Kate, do you want to just make the call that we should head down this path, or wait for more input from other folks and/or wait until there's a chance to discuss this at a meeting?

In any case, thanks so much for this concept of how option (B) might be workable in practice.

katestange commented 2 years ago

A small note that the chaosvisualizer (#59) implements its own mathematician's modulus at the moment; when this issue happens, that vis should probably be changed to use the newly provided modulus instead. Such a function should return with the same type as the modulus, probably (if modulus is an integer number, we can mod a bigint by that number and get a number); at least that's what the version in the chaos vis does.
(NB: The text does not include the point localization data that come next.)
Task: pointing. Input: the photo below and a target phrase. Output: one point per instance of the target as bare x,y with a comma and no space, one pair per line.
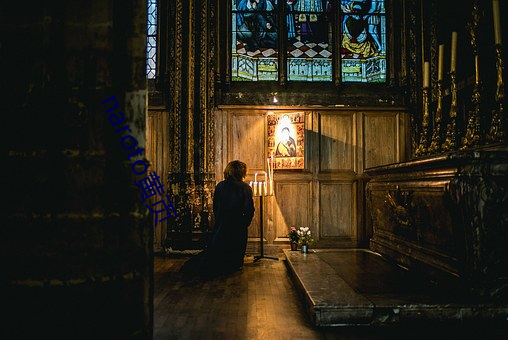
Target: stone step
357,287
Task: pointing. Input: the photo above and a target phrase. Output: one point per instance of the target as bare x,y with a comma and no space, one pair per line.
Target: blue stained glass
254,40
363,41
151,39
309,27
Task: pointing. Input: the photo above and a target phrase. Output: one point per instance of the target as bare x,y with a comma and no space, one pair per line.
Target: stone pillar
191,171
75,242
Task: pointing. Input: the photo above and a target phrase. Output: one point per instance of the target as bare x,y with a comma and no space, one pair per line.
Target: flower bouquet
294,238
305,238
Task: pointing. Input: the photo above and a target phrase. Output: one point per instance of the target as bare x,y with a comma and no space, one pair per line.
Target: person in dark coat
233,208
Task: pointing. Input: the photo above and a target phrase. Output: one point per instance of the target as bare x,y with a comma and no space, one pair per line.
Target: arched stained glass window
323,40
363,41
151,39
255,40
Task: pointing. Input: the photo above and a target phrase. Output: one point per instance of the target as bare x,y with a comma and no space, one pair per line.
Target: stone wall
75,248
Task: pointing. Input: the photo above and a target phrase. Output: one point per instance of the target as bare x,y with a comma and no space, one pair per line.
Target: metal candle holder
450,142
422,147
496,133
435,145
472,136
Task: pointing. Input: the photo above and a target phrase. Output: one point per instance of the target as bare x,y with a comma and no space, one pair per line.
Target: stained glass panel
151,39
363,41
309,28
254,40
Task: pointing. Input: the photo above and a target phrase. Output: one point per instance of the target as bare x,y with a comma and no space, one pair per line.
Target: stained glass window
319,37
309,38
363,41
151,39
254,40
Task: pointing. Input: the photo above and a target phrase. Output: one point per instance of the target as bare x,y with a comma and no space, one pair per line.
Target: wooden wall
327,195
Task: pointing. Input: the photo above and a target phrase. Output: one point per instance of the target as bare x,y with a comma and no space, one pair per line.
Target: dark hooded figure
233,208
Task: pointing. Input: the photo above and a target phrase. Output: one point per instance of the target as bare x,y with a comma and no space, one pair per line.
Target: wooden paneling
336,142
292,207
158,153
337,209
247,140
328,194
379,139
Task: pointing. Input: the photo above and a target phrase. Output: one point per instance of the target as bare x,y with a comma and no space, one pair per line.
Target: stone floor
263,302
358,287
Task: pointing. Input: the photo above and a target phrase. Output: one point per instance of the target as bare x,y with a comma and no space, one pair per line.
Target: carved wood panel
337,142
337,209
292,207
379,139
247,142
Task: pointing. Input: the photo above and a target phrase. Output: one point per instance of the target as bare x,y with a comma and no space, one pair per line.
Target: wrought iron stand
262,253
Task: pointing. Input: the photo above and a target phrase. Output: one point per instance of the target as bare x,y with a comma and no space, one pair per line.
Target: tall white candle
426,74
453,60
497,22
440,62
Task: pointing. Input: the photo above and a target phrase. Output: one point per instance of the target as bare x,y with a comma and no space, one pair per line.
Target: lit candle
497,22
440,62
426,74
453,61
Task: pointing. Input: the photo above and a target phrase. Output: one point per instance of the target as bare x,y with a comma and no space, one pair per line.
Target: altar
445,216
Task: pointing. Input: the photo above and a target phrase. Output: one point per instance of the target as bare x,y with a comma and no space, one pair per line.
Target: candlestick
497,22
422,147
426,74
451,130
435,145
497,132
472,135
453,61
440,63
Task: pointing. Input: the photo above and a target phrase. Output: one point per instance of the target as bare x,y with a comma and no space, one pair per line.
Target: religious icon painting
286,140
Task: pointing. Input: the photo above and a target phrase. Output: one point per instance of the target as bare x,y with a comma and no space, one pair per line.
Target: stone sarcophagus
446,216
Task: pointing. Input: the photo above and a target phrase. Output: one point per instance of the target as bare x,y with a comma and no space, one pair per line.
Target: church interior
379,126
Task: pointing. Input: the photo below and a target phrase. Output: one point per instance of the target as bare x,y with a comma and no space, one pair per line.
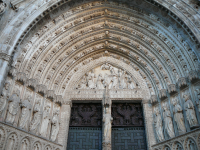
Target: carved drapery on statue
190,111
108,75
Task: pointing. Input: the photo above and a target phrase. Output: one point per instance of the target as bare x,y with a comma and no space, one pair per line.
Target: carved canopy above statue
109,75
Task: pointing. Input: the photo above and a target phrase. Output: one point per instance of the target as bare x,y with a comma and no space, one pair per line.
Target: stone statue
130,83
4,97
114,79
198,99
55,125
107,120
168,121
45,121
2,7
158,125
26,113
178,116
100,82
35,123
91,80
13,107
190,112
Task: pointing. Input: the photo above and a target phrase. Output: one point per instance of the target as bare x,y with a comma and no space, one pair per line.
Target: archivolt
81,34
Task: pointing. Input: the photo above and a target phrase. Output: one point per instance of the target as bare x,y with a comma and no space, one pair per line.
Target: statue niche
108,75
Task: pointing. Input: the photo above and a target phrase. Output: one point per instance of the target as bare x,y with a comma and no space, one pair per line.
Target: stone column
4,63
107,121
65,114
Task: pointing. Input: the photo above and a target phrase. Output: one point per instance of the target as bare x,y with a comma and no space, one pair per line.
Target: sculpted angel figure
107,120
45,121
26,113
37,115
4,97
190,112
13,107
178,116
168,121
100,82
158,125
55,125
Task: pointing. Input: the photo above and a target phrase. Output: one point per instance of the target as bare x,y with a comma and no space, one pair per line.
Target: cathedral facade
99,74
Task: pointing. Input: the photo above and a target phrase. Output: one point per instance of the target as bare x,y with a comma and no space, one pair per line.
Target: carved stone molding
154,99
193,76
182,82
162,94
172,88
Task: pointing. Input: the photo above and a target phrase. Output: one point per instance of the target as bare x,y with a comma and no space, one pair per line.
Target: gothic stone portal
85,132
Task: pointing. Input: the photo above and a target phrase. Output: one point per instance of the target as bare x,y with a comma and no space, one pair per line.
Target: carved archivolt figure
100,82
55,125
107,120
158,125
45,121
35,123
178,116
2,7
91,80
168,121
190,112
13,107
25,114
198,99
4,97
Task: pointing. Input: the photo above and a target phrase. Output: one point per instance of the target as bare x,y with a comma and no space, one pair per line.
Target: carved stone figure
107,120
35,123
25,114
4,97
178,116
168,121
13,107
158,125
91,80
45,121
190,112
198,99
2,7
100,82
55,125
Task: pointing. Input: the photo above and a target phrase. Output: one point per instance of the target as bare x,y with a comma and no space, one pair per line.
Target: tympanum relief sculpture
158,124
4,97
168,121
45,121
55,125
13,107
190,111
107,75
25,113
178,116
37,115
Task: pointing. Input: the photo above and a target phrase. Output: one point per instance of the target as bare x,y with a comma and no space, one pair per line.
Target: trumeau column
148,118
4,63
64,123
107,120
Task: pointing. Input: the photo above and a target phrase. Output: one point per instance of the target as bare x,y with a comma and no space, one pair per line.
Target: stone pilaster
64,123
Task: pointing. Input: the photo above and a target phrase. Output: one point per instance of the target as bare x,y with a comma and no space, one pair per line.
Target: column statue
45,121
13,107
35,123
26,113
190,112
168,121
55,125
158,125
4,97
178,116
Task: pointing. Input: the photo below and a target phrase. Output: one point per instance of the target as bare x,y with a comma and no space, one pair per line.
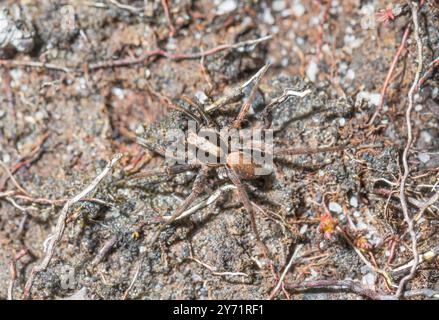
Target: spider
385,15
238,164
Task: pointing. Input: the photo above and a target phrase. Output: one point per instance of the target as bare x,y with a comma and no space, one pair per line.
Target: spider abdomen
242,164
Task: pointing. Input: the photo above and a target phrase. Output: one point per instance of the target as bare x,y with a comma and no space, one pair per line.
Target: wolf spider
237,167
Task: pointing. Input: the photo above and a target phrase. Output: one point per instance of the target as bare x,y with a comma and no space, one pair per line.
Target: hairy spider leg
197,189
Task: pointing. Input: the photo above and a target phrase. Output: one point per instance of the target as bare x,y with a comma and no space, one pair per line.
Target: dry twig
400,292
13,270
56,236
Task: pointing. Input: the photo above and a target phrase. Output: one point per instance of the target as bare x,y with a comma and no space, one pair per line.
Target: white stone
424,157
303,229
118,92
368,280
342,122
298,9
350,74
278,5
267,17
426,136
353,201
335,207
312,70
201,96
226,6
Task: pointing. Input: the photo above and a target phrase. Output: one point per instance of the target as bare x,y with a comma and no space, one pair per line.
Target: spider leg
197,189
165,171
247,104
234,177
299,151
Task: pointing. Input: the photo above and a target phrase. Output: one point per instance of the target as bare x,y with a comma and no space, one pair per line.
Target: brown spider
239,164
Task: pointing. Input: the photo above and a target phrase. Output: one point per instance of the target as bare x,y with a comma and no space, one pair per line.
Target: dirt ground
81,81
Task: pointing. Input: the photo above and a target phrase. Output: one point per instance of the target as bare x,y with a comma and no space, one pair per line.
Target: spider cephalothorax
246,159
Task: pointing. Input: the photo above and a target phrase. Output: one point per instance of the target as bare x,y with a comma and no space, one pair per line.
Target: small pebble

gwhitney commented 2 years ago

Kate and I had a long discussion about this today. We ultimately decided to go ahead with option (B). The primary considerations were:

The OEIS itself uses the model implicit in option B: a sequence starts at a specific index and then every term is present thereafter, possibly up to a final index.
Although it will likely significantly increase the intricacy of writing a Sequence implementation that unifies OEIS sequences with operators, and involve the backend in that as well, it should typically simplify the process of Visualizer writing, which is at a premium in this project.
Reflecting in more detail on that "typically," it seemed that for sequentially processing the values of a single Sequence in a Visualizer, it's definitely nicer to be able to begin at the beginning, and then definitely get a value that one can do ordinary arithmetic with, until one perhaps reaches the end. And from experience, that seems to be the bulk of Visualizers. It seemed that if a Visualizer did random access on a Sequence or Sequences, there really wasn't a difference between checking bounds every time and checking whether the return value was defined every time, so that was a wash on Visualizers that would work that way. The only case where it might be simpler from the Visualizer writer's point of view to get back undefineds is when processing a whole bunch of Sequences in some way that interrelates their values, you might need to do a somewhat cumbersome precomputation of iteration limits. But we don't actually have examples of this yet.

So in any case, option (B) it is. I will close the option (A) PR and update the option (B) PR, flagging it when it is ready; and once that is in, I will likely next try to resolve this issue so we can start adapting math.js to handle BigInts.

gwhitney commented 1 year ago

This issue started (more or less) with a need for "powmod". That need still exists. It will eventually be folded into mathjs, but that is (unfortunately) a long ways off. And I think the need for "powmod" goes beyond just needing it in visualizer functions; I think we also want to allow it in formulas. So I am going to open a specific issue for this aspect, and leave this as a placeholder for mathjs adoption and the interface to sequences that was worked out here (but is not yet fully realized, and probably won't be until mathjs is overhauled).

katestange commented 1 year ago

Thanks, Glen! I was actually going to ask you about powmod on the call (that's what I had in mind anyway). So this is excellent.

gwhitney commented 1 year ago

Thanks. If you can read and respond to #172 that would also be great.